Who must be notified?
- Where notification is required, the entity must notify the Privacy Commissioner and take reasonable steps to notify the affected individuals of the following matters:
- the identity and contact details of the entity;
- a description of the breach and the “reasonable grounds” upon which the entity believes the breach occurred;
- the kinds of information involved in the breach; and
- recommended steps for the individual to take in response to the breach.
- If it is not practicable to notify the affected individuals, the entity can satisfy the notification requirement by publishing a statement with the above information on the entity’s website and otherwise taking reasonable steps to publicise the statement.
What are the penalties for non-compliance?
- A failure to notify will expose the entity to the Privacy Commissioner’s existing enforcement powers (including civil penalties of up to $1.7 million for serious or repeated breaches). However, these powers are discretionary and a breach would not automatically trigger specific penalties.
ANALYSIS – IMPROVEMENTS ARE EVIDENT, BUT CHALLENGES STILL REMAIN
One key area of improvement under the new bill is the greater emphasis placed on establishing “reasonable grounds” for determining that a “serious data breach” has occurred before deciding to notify. This is an issue of critical importance, as it marks the line between notifiable and non-notifiable breaches.

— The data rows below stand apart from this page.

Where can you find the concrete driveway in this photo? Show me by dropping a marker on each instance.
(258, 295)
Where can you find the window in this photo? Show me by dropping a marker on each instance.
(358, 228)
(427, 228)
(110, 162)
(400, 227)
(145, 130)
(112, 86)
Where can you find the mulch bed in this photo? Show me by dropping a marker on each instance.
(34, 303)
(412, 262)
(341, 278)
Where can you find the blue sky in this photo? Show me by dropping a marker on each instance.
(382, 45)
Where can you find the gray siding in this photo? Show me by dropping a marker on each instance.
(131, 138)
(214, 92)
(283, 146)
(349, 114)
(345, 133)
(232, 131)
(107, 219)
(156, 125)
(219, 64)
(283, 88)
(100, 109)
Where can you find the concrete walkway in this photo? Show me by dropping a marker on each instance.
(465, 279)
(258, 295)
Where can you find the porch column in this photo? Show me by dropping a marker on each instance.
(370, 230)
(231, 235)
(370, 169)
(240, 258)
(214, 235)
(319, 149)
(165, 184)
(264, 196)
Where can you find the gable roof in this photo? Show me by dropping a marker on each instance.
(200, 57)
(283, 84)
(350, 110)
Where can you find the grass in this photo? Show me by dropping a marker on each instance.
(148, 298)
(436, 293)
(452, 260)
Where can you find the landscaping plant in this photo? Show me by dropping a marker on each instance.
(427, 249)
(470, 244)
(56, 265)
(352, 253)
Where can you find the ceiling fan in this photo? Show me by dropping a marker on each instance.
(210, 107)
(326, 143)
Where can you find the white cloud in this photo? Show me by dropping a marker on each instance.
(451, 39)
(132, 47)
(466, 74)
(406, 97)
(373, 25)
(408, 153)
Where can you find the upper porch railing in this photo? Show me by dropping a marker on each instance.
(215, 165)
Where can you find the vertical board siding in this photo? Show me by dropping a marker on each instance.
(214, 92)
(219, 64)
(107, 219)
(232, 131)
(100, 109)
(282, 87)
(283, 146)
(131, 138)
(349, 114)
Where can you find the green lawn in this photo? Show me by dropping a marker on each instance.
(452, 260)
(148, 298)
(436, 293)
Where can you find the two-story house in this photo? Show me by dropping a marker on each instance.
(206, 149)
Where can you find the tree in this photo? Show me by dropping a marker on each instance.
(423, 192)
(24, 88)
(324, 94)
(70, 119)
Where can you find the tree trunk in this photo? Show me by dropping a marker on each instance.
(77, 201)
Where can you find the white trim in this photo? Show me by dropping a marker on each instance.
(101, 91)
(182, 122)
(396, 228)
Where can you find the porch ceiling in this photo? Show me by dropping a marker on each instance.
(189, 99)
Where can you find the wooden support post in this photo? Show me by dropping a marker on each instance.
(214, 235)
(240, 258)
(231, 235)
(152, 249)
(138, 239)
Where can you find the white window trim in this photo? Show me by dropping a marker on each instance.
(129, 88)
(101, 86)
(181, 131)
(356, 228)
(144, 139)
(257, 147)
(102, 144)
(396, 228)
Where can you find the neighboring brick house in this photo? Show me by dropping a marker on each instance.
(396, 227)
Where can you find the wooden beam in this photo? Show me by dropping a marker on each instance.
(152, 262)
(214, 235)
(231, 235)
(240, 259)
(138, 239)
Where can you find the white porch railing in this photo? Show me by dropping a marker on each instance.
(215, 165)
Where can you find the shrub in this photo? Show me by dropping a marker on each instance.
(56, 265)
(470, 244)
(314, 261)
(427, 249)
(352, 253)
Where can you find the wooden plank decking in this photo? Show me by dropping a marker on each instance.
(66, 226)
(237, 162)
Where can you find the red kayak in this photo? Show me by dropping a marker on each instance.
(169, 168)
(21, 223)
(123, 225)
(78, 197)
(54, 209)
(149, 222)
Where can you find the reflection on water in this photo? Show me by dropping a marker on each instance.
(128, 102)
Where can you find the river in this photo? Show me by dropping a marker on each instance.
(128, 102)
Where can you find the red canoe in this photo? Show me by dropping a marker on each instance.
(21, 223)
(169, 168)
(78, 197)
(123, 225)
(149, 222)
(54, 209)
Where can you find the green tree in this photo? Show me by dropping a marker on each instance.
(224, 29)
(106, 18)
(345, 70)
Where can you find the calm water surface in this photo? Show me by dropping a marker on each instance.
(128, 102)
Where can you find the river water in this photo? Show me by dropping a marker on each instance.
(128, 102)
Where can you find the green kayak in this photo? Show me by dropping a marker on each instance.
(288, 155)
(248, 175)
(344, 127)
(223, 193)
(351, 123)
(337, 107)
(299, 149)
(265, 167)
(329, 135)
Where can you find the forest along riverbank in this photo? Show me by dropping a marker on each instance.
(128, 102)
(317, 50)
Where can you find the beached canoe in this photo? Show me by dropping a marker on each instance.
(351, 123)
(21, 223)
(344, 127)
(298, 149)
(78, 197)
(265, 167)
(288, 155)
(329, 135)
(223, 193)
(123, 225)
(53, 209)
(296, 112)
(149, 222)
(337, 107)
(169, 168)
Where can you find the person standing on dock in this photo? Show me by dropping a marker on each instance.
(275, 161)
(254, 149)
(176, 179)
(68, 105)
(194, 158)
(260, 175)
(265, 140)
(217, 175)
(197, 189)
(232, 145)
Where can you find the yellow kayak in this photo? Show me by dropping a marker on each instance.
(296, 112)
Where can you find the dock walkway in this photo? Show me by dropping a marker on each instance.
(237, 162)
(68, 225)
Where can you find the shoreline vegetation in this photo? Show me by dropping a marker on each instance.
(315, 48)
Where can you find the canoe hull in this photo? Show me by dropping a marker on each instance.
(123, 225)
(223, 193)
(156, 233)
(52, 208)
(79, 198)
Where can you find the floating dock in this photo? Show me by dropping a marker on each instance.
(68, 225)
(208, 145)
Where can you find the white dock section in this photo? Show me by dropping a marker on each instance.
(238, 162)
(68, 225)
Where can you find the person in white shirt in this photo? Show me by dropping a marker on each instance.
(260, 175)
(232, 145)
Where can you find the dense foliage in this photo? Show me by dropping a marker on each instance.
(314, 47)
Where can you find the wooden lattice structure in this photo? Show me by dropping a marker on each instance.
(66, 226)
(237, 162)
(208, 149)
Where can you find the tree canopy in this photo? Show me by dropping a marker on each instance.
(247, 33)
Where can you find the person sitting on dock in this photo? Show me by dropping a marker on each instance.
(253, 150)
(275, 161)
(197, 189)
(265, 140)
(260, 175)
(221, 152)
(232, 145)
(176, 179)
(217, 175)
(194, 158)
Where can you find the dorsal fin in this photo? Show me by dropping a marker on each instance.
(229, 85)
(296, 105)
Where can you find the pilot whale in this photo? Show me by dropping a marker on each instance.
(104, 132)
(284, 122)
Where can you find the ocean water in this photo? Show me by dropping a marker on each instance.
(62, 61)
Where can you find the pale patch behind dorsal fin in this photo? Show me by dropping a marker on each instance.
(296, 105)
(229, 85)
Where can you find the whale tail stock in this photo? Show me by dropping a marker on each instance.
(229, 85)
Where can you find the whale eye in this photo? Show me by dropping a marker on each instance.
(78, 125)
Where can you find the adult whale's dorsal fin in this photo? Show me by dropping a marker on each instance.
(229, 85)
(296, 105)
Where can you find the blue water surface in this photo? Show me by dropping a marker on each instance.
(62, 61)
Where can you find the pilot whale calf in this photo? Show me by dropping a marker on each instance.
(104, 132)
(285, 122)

Accurate information can be difficult to come by in the immediate aftermath of a data breach incident, and assessments of the scale and severity of a data breach incident often evolve rapidly as new information becomes available.

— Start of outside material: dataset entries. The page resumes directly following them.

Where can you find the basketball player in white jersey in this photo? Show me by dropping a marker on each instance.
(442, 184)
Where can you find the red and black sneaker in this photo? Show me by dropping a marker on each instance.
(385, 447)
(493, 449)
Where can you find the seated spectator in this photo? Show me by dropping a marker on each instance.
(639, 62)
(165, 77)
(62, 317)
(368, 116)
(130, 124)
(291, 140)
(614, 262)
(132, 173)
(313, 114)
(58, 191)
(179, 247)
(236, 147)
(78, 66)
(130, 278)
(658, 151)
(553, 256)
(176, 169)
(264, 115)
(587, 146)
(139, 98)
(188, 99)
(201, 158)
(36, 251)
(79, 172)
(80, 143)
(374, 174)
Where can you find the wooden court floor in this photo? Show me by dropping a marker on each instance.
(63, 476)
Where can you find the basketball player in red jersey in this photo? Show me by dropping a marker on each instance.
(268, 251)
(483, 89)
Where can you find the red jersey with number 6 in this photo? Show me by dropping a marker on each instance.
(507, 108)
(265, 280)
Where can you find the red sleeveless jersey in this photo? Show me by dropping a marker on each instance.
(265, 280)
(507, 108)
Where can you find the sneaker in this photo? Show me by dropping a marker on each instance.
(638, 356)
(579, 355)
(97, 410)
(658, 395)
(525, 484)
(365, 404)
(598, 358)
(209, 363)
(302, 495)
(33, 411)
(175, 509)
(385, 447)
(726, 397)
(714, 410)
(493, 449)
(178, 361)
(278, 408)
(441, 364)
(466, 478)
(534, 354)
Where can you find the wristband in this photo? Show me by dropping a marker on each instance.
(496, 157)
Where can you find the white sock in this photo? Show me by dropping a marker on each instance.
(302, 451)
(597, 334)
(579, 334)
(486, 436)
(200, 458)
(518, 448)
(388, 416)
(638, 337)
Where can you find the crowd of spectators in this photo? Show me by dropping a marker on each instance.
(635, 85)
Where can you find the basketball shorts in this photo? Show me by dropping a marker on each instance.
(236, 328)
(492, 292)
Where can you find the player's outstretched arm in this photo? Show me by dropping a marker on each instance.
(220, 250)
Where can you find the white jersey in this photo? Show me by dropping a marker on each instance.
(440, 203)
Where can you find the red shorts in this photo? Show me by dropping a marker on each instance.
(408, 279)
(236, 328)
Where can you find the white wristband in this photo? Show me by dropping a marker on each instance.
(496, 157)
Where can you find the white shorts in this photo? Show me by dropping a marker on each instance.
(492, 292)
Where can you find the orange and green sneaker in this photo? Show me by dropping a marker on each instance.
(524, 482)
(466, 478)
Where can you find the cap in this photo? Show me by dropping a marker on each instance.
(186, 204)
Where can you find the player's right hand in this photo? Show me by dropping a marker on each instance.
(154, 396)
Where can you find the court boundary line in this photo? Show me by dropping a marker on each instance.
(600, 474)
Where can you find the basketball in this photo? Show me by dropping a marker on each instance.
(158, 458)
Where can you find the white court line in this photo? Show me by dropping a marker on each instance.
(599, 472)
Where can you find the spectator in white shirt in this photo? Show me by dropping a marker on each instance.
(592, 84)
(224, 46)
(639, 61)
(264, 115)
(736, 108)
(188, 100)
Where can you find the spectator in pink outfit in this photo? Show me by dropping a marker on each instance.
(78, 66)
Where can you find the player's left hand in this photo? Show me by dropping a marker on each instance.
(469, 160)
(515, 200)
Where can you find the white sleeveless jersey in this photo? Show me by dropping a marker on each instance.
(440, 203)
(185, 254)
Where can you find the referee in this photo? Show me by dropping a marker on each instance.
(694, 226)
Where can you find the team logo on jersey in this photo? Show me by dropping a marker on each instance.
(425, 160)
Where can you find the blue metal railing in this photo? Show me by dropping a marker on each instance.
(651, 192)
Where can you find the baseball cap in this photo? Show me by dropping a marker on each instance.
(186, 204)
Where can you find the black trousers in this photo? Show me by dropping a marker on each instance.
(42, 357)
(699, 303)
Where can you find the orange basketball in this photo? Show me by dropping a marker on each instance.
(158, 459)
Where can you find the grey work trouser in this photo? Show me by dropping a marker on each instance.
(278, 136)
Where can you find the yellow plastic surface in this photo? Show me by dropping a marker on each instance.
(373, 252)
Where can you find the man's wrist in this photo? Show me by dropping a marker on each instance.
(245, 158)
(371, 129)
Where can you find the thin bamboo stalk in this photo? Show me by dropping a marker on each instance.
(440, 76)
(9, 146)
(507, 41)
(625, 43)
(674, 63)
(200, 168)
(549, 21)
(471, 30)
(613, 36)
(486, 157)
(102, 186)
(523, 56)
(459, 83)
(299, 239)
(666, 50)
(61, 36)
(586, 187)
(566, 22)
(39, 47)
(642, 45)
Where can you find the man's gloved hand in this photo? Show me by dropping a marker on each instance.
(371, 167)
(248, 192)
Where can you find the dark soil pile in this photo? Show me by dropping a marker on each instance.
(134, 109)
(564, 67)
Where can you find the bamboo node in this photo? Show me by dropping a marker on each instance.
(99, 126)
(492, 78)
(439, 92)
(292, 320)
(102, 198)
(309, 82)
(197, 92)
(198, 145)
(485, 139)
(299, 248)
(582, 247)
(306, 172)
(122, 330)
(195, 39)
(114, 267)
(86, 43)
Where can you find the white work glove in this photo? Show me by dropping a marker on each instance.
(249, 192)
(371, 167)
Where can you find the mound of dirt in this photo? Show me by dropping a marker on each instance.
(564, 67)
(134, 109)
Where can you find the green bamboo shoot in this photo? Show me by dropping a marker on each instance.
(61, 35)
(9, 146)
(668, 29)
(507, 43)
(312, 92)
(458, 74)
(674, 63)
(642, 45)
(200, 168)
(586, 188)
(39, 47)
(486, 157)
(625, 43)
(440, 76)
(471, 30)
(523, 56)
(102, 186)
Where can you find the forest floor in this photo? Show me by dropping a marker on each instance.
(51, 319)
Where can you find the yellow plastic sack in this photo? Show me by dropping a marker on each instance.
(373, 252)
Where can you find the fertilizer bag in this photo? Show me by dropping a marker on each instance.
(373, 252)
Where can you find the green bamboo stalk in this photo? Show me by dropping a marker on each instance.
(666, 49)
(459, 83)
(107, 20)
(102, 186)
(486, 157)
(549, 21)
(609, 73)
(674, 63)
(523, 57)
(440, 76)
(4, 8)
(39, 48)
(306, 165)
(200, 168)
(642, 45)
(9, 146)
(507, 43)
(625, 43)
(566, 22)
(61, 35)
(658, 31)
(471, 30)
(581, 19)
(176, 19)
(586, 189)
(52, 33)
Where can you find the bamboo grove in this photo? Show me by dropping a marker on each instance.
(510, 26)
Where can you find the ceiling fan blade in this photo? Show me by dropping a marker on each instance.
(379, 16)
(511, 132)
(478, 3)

There are significant potential pitfalls for entities in choosing to notify individuals or publicising information before the entity has the full picture. In light of this, the introduction of an “assessment period” of 30 days to allow the entity to more fully investigate the breach seems sensible.
It’s interesting to note that, under the current drafting, the Commissioner needs to be satisfied that “reasonable grounds” exist before he can assert that the notification obligation applies. It’s not yet entirely clear how the Commissioner will apply this requirement when reviewing an entity’s handling of a data breach incident, given that risk assessments are often conducted under time pressure and with limited information.
The introduction of data breach notification requirements would significantly strengthen Australian privacy laws, and would bring Australia in line with a range of other jurisdictions that have already implemented, or are in the process of implementing, data breach notification laws (such as the EU and certain US states).
The implications for Australian businesses (and foreign businesses conducting business in Australia) are likely to be significant and far-reaching. Australian companies that use off-shore data processing services are particularly likely to be impacted.